The hounfor was located down in the harbor section, possibly because it was dedicated to Ague Woyo, god of the sea. More likely, though, it was because Mama Julie's people had always been harbor people. Ague Woyo is not a jealous god, so lots of other deities are commemorated upon the walls in brilliant colors. There are more elaborate hounfors further inland, but they tend to be somewhat commercial.
Ague's big blazeboat was blue and orange and green and yellow and black, and it looked to be somewhat unseaworthy. Damballa Wedo, crimson, writhed and coiled his length across most of the opposite wall. Several big rada drums were being stroked rhythmically by Papa Joe, forward and to the right of the door through which we entered-the only door. Various Christian saints peered from behind unfathomable expressions at the bright hearts and cocks and graveyard crosses, flags, machetes and crossroads that clung to almost every inch of the walls about them-frozen into an after-the-hurricane surrealism by the amphoteric paints of Titan-and whether or not the saints approved one could never tell: they stared down through their cheap picture-frames as though they were windows onto an alien world.

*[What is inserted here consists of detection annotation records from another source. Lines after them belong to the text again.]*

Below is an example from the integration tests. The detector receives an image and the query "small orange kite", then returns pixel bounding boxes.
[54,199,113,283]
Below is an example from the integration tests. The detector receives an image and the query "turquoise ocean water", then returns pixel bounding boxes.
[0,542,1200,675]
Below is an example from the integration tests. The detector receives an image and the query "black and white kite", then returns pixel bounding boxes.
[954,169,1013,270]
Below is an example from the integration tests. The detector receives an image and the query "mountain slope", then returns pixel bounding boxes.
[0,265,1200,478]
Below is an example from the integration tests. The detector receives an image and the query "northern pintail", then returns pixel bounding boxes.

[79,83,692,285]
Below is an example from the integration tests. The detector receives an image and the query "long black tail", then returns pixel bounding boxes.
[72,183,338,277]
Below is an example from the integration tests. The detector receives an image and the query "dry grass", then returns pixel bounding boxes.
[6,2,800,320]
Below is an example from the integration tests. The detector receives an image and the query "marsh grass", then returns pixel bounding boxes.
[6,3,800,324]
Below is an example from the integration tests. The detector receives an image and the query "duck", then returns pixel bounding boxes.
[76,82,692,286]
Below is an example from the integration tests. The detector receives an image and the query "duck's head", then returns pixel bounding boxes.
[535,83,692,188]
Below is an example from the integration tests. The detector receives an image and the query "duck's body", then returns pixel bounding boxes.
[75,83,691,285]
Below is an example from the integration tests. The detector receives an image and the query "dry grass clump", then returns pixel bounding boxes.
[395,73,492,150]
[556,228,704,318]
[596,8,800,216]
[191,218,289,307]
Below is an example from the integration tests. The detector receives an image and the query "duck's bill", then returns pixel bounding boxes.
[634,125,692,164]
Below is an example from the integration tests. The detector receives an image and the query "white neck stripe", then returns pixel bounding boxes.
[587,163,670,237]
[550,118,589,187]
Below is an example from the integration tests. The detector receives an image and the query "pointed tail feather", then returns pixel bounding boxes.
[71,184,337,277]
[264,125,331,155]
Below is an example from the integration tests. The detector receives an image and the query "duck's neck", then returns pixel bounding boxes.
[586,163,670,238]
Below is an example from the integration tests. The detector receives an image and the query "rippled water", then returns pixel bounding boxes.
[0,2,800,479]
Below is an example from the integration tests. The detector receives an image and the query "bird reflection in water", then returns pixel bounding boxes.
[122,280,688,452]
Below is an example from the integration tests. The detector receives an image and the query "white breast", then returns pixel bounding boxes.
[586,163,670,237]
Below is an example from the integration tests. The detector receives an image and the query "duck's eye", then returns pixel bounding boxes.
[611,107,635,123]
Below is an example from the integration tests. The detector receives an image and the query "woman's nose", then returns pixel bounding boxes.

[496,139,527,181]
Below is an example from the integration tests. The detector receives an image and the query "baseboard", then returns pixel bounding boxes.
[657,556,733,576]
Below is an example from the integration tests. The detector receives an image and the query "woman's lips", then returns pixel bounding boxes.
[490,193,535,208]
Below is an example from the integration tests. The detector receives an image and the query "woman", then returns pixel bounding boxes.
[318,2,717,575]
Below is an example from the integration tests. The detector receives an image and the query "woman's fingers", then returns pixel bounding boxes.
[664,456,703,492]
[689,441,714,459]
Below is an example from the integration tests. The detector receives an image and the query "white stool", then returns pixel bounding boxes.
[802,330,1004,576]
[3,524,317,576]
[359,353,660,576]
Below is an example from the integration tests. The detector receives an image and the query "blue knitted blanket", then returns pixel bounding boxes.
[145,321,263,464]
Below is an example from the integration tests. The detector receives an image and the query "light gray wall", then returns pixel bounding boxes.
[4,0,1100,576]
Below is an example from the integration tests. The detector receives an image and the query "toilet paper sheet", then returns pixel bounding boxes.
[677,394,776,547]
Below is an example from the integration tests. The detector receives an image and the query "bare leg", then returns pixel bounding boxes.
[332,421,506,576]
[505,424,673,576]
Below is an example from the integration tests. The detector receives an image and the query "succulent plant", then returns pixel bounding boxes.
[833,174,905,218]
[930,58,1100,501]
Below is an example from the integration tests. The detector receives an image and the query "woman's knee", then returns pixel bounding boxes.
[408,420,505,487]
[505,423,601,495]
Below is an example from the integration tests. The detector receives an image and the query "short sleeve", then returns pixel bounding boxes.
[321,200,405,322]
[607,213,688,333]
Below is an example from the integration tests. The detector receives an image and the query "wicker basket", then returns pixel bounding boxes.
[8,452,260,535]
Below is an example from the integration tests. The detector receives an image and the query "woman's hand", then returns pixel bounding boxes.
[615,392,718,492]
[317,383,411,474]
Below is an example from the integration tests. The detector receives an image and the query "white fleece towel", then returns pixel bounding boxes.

The small altar bore numerous bottles of alcoholic beverages, gourds, sacred vessels for the spirits of the loa, charms, pipes, flags, depth photos of unknown persons and, among other things, a pack of cigarettes for Papa Legba.
A service was in progress when we were led in by a young hounsi named Luis. The room was about eight meters long and five wide, had a high ceiling, a dirt floor. Dancers moved about the central pole with slow, strutting steps. Their flesh was dark and it glistened in the dim light of the antique kerosene lamps. With our entry the room became crowded.